# Goose Jerky Recipes?



## Goose Guy350 (Nov 29, 2004)

Does anyone have a favorite goose jerky recipe or any goose jerky recipe that they think is worth sharing? I'm going try a few different ones this year and see what a I like.


----------



## quackattack (Sep 27, 2003)

We made goose and duck mixed jerky for the first time this year and I think it is the best jerky I have ever had. We used this stuff called Hi Moutain Jerky Cure that you can buy at pretty much any grocery or sporting good store. Heres what it looks like 
http://www.cabelas.com/cabelas/en/t...4&parentType=index&rid=&cmCat=MainCatcat20075
And then dehydrated it for a few hours and it turned out great!


----------



## DeltaBoy (Mar 4, 2004)

You might want to check with your local meat shop, they might have spices/mix for sale. They might even give you some advice, but not the secret mix. :lol:

Good Luck!


----------



## Ty (Mar 11, 2004)

I use the high montain spices as well. I use Original, Mesquite, and INFERNO. They are awesome.

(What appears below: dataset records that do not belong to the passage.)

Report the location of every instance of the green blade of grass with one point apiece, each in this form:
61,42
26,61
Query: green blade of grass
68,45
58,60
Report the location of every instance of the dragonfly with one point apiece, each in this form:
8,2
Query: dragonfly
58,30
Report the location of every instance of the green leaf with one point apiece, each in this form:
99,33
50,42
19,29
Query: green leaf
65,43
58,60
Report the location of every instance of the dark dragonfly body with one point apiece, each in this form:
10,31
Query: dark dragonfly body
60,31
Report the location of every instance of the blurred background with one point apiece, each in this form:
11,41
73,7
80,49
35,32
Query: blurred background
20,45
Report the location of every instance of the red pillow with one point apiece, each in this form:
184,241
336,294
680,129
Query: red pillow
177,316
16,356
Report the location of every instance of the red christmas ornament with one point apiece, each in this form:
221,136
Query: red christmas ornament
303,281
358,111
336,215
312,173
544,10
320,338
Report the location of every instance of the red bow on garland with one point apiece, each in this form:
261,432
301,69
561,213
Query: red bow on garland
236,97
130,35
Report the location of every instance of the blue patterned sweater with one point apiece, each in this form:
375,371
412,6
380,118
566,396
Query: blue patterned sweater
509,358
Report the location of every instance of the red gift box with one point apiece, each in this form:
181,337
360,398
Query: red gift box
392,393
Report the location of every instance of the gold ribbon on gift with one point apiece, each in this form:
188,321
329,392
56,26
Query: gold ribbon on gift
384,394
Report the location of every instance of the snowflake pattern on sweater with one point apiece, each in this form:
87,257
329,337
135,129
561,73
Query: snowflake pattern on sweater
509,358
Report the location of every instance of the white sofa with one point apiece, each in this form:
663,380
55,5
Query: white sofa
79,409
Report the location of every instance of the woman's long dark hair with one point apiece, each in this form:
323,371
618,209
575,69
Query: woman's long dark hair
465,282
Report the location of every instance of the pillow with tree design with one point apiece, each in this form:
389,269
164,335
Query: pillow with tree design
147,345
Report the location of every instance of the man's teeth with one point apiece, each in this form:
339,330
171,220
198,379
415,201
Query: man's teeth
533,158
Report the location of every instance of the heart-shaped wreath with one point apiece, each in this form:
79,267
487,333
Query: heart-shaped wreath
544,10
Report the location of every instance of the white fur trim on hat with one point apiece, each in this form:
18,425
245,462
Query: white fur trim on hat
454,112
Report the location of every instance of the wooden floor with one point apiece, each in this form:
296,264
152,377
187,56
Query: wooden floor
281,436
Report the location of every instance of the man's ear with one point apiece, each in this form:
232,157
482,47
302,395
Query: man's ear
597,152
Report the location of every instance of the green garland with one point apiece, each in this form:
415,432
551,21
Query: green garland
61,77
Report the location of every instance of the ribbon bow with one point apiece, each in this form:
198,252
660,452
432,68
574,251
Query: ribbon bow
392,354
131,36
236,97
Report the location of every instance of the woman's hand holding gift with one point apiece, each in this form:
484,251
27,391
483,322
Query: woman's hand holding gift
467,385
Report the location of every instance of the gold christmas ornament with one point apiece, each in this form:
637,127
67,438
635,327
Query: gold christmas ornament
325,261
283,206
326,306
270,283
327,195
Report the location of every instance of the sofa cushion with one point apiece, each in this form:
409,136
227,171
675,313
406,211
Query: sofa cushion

I also marinate them for about 2 days and also add liquid smoke, worchestershire, and some whole black pepper.


----------



## djleye (Nov 14, 2002)

Do you guys grind up the meat and then add the high mountain, or is that more for the cut or shredded jerky???


----------



## rainhunter (Dec 16, 2004)

Here's what I do for moose or deer:

Equal parts soy sauce, worchester, and brown sugar, about 1/2 cup of each. Add a half cup of teriyaki if you like.
1 teaspoon garlic powder (not garlic salt).
2 tablespoons pepper.
1/4 cup olive oil.

Slice goose into fairly thin strips and marinade for at least an hour. Place in the oven hanging off the rack for about 10 hours at 175 degrees with the oven door open and the lower rack covered in foil to make clean-up easier. Adjust pepper as you like.


----------



## turkishgold11 (Oct 25, 2004)

Yeh the high mountian cure is the %*@#. I have been using it for about three years and will never go to anything else.


----------



## quackattack (Sep 27, 2003)

For our jerky with the high moutain when I shot the birds I just fillet each breast out "breasted them out" instead of the while ribcage so we just had a bunch of breasts that we cut into smaller pieces and then put the seasoning on them.


----------